The plows hadn’t bothered to plow or salt the roads here. Sera watched as Lachlan nosed the Hummer up over a hummock of snow and parked at an angle that let her see the full sweep of storefronts without turning her head.
"Same as always," Zubair said, already unbuckling. "Two and two. In and out. Talk later."
"Papa Smurf and I will handle the freezers," Alexei said cheerfully, clapping Lachlan’s shoulder once. "I want to see if they have pistachio. The commander looks like a pistachio man."
"Noah with me," Zubair said, and didn’t check if the other man agreed. But Noah didn’t need to say anything. He was already out of the Hummer, his gun at the ready.

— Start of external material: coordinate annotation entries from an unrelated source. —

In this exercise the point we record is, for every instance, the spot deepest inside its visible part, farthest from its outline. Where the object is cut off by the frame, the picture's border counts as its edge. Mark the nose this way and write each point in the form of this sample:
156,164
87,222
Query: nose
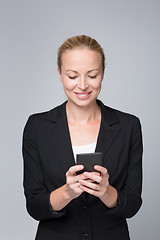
83,83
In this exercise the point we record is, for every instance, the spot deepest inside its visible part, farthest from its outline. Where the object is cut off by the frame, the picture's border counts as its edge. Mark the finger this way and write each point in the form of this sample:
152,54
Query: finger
89,190
72,170
101,169
76,178
93,177
89,184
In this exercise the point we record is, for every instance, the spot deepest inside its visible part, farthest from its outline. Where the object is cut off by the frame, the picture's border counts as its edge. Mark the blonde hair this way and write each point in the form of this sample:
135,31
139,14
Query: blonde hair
80,41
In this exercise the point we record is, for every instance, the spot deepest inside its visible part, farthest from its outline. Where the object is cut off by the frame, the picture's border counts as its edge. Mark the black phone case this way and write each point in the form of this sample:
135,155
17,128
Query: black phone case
89,160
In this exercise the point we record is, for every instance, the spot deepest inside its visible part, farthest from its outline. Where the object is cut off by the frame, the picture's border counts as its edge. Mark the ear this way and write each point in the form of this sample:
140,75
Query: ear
59,73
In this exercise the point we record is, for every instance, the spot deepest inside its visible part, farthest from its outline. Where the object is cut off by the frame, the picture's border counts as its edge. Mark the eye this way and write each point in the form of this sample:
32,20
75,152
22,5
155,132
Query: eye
72,77
93,76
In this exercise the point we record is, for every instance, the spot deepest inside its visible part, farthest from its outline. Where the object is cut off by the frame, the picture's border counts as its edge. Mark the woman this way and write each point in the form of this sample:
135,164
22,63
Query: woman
90,205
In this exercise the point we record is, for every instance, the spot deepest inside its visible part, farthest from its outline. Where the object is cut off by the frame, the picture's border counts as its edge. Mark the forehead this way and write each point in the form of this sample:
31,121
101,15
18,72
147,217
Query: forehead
80,58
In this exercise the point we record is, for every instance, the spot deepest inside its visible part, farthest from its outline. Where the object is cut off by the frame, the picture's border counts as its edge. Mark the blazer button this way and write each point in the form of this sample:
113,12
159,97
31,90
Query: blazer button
84,209
85,236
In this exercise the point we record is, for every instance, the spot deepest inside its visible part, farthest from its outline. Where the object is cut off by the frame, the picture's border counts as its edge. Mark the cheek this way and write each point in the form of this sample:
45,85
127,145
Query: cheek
97,85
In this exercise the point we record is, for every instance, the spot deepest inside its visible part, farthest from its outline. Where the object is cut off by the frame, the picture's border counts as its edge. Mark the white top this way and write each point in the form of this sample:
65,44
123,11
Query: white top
90,148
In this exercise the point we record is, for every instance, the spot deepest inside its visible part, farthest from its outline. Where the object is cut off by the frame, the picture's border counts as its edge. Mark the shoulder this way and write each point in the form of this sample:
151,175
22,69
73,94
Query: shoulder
51,114
38,120
116,115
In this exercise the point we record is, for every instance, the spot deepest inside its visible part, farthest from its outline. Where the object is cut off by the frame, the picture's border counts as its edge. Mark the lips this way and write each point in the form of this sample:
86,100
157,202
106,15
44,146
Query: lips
83,95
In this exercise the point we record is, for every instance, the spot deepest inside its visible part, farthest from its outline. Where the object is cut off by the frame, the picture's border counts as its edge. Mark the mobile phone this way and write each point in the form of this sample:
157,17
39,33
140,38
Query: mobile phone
89,160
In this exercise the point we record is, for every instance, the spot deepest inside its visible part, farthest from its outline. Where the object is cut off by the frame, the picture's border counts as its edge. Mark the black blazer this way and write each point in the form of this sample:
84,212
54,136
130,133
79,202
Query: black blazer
48,155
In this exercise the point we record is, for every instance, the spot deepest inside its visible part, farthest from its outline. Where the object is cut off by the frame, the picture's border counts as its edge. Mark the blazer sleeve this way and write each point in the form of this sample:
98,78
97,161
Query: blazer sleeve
35,190
129,197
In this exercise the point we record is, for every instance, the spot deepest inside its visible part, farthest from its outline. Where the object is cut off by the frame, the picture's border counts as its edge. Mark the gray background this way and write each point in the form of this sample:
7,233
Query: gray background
30,34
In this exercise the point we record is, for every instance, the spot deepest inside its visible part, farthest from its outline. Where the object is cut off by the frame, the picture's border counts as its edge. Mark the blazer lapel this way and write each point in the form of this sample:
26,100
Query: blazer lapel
62,144
109,129
60,141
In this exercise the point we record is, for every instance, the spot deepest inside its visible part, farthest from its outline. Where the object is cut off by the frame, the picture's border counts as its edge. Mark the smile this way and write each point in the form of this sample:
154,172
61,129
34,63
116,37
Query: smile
83,95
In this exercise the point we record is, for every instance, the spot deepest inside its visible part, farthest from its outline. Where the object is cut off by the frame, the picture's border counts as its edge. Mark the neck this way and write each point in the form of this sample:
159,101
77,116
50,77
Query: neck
83,114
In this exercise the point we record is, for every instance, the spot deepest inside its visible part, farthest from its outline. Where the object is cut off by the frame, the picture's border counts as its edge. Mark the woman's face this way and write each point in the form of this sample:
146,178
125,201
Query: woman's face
81,75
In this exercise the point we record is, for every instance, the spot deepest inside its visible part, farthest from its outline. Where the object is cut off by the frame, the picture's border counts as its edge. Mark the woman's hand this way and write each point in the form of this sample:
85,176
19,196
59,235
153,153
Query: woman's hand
98,185
73,181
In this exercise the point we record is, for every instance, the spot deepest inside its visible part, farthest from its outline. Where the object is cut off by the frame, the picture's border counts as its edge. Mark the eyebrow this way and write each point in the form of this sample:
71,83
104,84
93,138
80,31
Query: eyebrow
69,70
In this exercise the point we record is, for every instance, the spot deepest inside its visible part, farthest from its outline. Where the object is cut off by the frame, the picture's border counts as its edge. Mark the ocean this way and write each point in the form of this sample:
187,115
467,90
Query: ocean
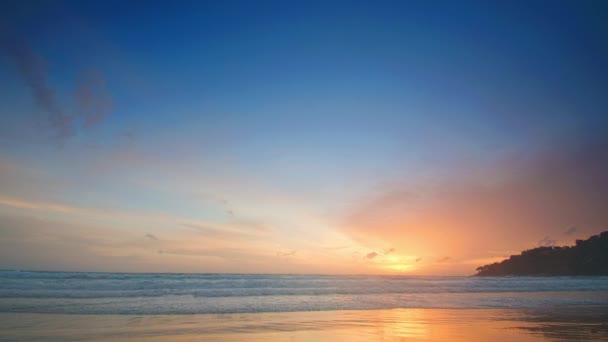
115,306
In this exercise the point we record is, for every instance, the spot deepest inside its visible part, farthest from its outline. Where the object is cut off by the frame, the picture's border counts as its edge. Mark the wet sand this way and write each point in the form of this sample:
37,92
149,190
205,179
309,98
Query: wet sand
571,324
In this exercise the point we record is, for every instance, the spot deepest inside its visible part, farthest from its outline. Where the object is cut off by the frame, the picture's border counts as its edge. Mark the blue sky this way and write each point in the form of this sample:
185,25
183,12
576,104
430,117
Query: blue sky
296,117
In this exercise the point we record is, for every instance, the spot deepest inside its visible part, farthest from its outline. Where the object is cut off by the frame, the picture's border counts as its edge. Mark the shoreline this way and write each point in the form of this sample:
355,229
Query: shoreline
571,324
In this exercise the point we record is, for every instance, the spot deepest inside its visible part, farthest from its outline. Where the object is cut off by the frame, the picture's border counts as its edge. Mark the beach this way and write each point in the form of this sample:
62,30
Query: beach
572,324
69,306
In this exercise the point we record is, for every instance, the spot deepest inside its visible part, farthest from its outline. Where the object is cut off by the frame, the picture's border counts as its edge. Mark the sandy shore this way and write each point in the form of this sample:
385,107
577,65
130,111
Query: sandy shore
575,324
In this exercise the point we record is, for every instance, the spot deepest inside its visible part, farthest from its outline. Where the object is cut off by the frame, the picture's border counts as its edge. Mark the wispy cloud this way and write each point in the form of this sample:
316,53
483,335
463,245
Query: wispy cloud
546,242
286,254
33,70
92,99
151,236
371,255
444,259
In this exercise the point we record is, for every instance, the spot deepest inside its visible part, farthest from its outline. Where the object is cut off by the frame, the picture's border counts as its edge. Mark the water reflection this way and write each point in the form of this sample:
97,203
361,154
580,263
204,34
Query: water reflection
571,324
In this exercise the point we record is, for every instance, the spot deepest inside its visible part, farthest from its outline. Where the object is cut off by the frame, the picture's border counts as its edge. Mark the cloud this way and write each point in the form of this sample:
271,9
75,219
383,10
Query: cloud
547,242
93,100
504,204
32,68
151,236
371,255
286,254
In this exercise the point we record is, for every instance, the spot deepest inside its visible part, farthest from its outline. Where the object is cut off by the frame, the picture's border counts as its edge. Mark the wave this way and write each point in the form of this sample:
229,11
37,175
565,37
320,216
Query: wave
119,293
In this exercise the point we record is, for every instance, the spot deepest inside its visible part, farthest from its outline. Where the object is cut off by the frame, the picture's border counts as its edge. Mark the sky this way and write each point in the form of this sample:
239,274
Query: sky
325,137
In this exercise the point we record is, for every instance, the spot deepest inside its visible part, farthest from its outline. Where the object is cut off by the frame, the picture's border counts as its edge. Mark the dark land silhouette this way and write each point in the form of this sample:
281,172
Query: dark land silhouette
587,257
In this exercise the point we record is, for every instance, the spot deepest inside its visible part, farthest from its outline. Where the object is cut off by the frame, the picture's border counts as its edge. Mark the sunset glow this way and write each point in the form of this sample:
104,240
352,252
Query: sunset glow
332,138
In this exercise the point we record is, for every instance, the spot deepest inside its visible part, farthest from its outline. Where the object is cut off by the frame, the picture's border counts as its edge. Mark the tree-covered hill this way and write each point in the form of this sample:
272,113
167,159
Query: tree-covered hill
587,257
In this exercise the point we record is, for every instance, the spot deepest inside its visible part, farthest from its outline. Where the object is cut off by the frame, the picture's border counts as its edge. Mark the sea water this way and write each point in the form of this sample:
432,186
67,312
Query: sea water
168,294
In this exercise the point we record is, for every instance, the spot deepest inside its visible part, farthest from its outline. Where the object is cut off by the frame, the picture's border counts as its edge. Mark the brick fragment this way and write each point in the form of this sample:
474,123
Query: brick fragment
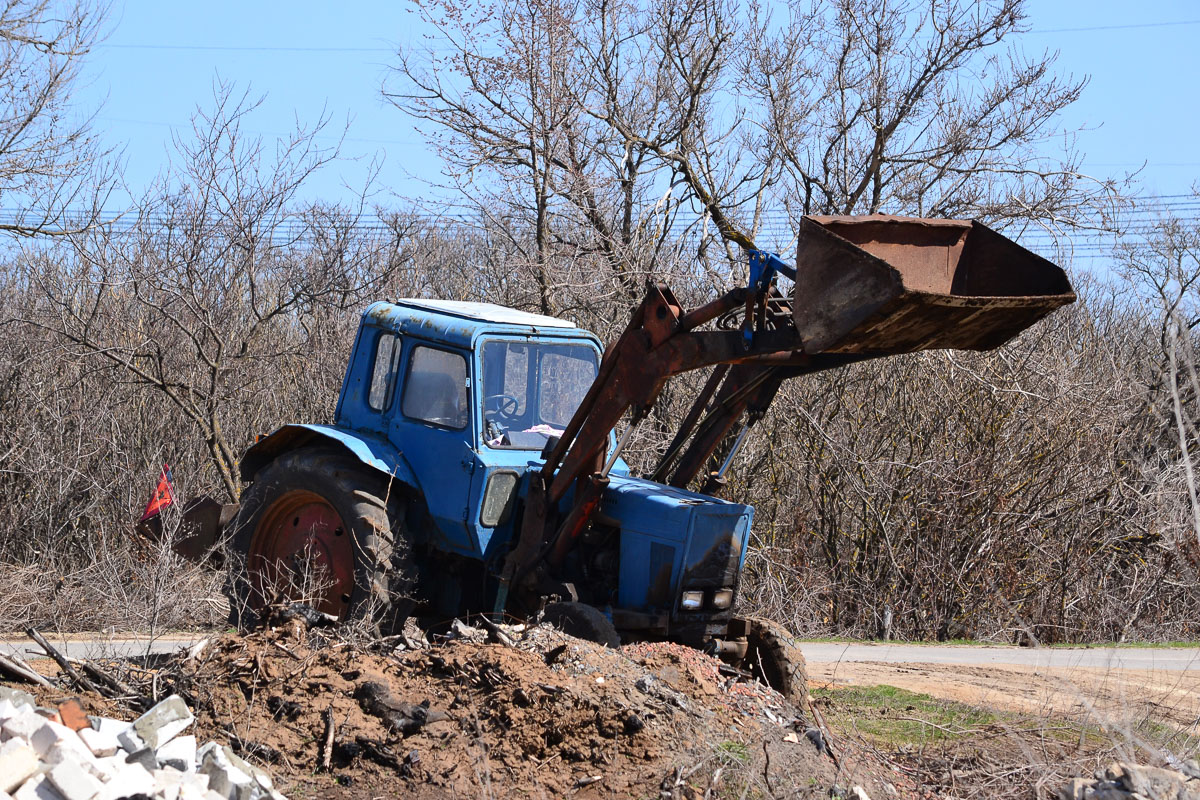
18,761
72,714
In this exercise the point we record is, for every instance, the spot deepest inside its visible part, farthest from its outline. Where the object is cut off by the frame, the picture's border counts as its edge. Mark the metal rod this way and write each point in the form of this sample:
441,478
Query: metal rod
621,445
733,451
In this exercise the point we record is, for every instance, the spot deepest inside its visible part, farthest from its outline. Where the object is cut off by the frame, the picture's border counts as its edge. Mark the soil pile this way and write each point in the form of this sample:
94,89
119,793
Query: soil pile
545,715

They moved like they always did: in clean lines, in pairs that were less about who liked who and more about angles and habit. Sera didn’t need to be told where to go. She took the pharmacy with Elias and left Zubair and Noah with the grocery store. The less time she spent around that fucking soldiers’ list, the less likely she was to test how far she could throw a clipboard.